Ripple Effects from Amazon's HQ2 Decision
Michael Tucker firstname.lastname@example.org
Amazon's decision to select New York City and Arlington, Va. for its new headquarters properties will affect more than just those areas' office sectors, analysts say.
The e-retail giant announced Tuesday it will invest $5 billion and create more than 50,000 jobs across the two new headquarters locations, with more than 25,000 employees each in Long Island City, Queens, and Crystal City, Arlington. The new locations will join Seattle as the company's three headquarters in North America.
Amazon also selected Nashville, Tenn. for a large new operations center to handle the company's customer fulfillment, transportation and supply chain activities. That center is expected to create 5,000-plus jobs. The firm currently employs nearly 2,500 people in four Nashville-area distribution centers.
Amazon Founder and CEO Jeff Bezos said opening two new headquarters locations will allow the firm to attract sufficient skilled talent from both markets. He said he expects the new offices "to be a full equal to our Seattle headquarters."
Senator Mark Warner, D-Va., said Amazon's decision to locate a headquarters in northern Virginia could benefit the entire capital region. "We've seen that major investments like these can bring not only thousands of direct jobs but also lead to job growth in other industries," he said. Warner is a former technology executive who co-founded Nextel Communications before entering politics.
"While the selection of the two East Coast cities may have surprised many, the criteria laid out in [Amazon's] original request for proposals last September clearly indicated what it was looking for: a large cosmopolitan city where it could scale up operations in a short period," said Barbara Byrne Denham, Senior Economist with Reis, New York. She noted the Queens and Arlington locations have the three main requirements for scaling up operations: access to labor, access to public transportation and space. "Yes, space, as in developable space in Long Island City as well as other sites including Hudson Yards [Manhattan] and a number of Midtown [Manhattan] sites that have been razed in the last two years," she said. "New York City and suburban Virginia also have the two qualitative features listed in the request for proposals: cultural amenities and access to higher education."
Fitch Ratings, New York, predicted Amazon's new offices will likely have a "muted impact" on the economies and credit quality of Virginia's Arlington County and New York City.
"The additional economic activity could positively affect two of the four local government key rating drivers Fitch assigns--revenue framework and long-term liability burden--over the long term," Fitch said. "We do not expect much change in home prices in either location as healthy economic dynamics are already pushing up prices and supply should be sufficient to absorb the needs. The Washington, D.C. area is more likely to benefit than New York City as it has slower growth in rents and home prices."
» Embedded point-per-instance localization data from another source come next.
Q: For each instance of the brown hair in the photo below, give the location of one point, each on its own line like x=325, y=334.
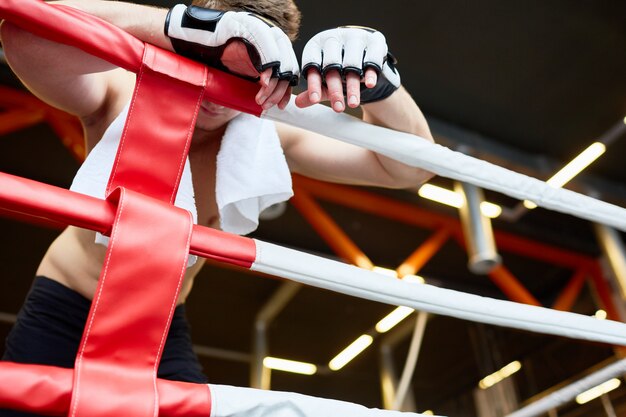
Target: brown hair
x=283, y=13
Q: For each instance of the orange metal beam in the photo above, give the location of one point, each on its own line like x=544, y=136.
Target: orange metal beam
x=570, y=293
x=411, y=214
x=17, y=119
x=511, y=287
x=325, y=226
x=604, y=293
x=424, y=253
x=70, y=131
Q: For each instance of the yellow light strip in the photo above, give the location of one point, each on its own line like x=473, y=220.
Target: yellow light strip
x=453, y=199
x=289, y=366
x=351, y=352
x=573, y=168
x=393, y=318
x=505, y=372
x=385, y=271
x=600, y=315
x=598, y=390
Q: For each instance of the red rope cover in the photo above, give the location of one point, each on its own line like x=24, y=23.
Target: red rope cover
x=115, y=371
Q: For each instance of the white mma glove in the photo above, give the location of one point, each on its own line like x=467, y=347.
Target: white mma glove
x=203, y=34
x=354, y=49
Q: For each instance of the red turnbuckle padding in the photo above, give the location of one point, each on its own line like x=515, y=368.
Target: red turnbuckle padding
x=116, y=365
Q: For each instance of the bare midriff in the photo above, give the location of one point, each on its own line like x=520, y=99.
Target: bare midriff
x=75, y=260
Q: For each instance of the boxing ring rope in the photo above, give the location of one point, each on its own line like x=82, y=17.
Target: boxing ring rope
x=417, y=152
x=318, y=272
x=39, y=200
x=568, y=393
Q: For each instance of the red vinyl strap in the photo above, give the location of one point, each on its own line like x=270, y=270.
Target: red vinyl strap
x=31, y=200
x=69, y=26
x=160, y=122
x=47, y=390
x=116, y=365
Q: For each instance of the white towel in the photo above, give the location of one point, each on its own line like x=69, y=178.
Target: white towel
x=252, y=172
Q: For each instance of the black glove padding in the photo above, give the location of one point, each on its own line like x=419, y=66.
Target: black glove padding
x=203, y=34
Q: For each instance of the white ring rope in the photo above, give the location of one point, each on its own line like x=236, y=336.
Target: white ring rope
x=418, y=152
x=348, y=279
x=568, y=393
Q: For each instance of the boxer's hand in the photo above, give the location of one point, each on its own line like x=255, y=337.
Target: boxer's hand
x=350, y=60
x=241, y=43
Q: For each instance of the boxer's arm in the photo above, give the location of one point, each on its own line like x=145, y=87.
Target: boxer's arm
x=323, y=158
x=62, y=76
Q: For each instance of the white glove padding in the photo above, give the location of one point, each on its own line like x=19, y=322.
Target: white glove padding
x=202, y=34
x=354, y=49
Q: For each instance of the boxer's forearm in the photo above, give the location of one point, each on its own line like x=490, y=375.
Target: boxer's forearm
x=399, y=112
x=144, y=22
Similarly, the new headquarters will likely not have a large effect on employment, Fitch predicted. It noted the full impact of both new headquarters would represent a "modest" 1.5 percent of the labor force in the Washington, D.C. area and only 0.5 percent in the New York City metro, and both metros already have low unemployment rates. "[But] the impact could be more significant if the new facilities attract substantial numbers of related jobs," Fitch noted.
Redfin Realty, Seattle, reported online views of available Crystal City and Long Island City homes on Redfin.com have "skyrocketed" since Amazon rumors surfaced in the news. Home views in Long Island City jumped 794 percent compared to a year ago and Crystal City house views increased more than four-fold.
"I believe there is a lot of interest from investors who want a property they can rent out to a future Amazon employee or possibly use for corporate housing," Redfin agent Mara Gemond said. "Investors are betting that prices will rise quickly and they'll be able to rent or sell for a nice profit once Amazon comes to town."
Amazon employees moving to the two areas will find the following housing market conditions near the new headquarters properties, reported CoreLogic, Irvine, Calif:
--House prices have increased 1.7 percent in New York City and 3.2 percent in metro Washington, D.C. areas over the past year.
--Single-family rent prices have increased 2.5 percent in New York and 2.3 percent in the Washington area over the past year.
--A median home prices of $470,000 in the New York metro area and $410,000 in the Washington, D.C. metro, about double the $225,000 national median home price.
The influx of new Amazon employees is bound to change Queens, Arlington and neighboring cities, CoreLogic said. "Infrastructure will most definitely be impacted and other socioeconomic fluctuations may occur," the report said.
Hiring at the new locations will begin in 2019.